The way the Lib Dems have responded to the Trojan Horse revelations must be causing the Conservatives to thank their lucky stars they took Tony Blair’s advice on shaking up the public sector and prioritised school reforms at the start of the Coalition, rather than leaving the reforms until later. Nick Clegg’s comments about academy oversight and curriculum requirements this morning did rather suggest that if they’d had their time again, his party would only have backed legislation with a rather different character.

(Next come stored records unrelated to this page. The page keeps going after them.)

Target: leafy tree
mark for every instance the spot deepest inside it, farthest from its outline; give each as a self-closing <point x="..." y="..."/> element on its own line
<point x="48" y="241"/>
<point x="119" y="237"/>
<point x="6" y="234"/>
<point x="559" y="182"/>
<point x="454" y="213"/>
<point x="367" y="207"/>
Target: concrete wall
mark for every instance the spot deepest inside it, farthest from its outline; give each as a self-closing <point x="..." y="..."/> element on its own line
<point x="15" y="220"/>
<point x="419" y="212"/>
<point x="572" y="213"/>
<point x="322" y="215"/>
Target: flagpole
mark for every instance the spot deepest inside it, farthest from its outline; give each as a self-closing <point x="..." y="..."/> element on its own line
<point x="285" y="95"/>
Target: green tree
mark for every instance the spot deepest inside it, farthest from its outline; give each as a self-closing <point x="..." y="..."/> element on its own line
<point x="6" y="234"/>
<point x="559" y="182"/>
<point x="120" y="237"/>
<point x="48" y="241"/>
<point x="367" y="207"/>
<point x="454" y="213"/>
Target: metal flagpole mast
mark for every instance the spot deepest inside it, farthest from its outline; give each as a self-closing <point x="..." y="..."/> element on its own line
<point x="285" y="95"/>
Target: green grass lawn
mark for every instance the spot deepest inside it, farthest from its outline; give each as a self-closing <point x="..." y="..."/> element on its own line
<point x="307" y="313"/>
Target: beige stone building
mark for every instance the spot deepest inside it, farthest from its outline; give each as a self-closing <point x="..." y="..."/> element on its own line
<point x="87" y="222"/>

Naturally, the Conservatives in the Education department aren’t particularly impressed that this morning the Deputy Prime Minister suggested that ‘you need to get the balance right’ on autonomy for academies and that there was a need for a ‘core body of knowledge’ to be taught in all schools. A DfE source is keen to point out that the Lib Dems were, after all, very much in favour of all those early education reforms that the coalition introduced.
‘All academies and free schools are required to teach a broad and balanced curriculum: it’s written in their funding agreements. If they don’t do that, they are in breach of their contract and we can terminate their funding.
‘But fundamentally we believe in giving schools as much freedom as possible through the academies programme. It’s something that we’ve only been able to implement thanks to the support of the Liberal Democrats.
‘Lib Dem votes meant we could get the Academies Act through Parliament in 2010. That law has led to an enormous increase in the number of academies from 203 when we came in to 4,000 now. It’s obviously a shame if the Lib Dems are now having regrets.’
All of this doesn’t just serve to underline the wisdom of passing those reforms early, but also the extreme difficulty that both sides would encounter in trying to work together in another post-2015 coalition.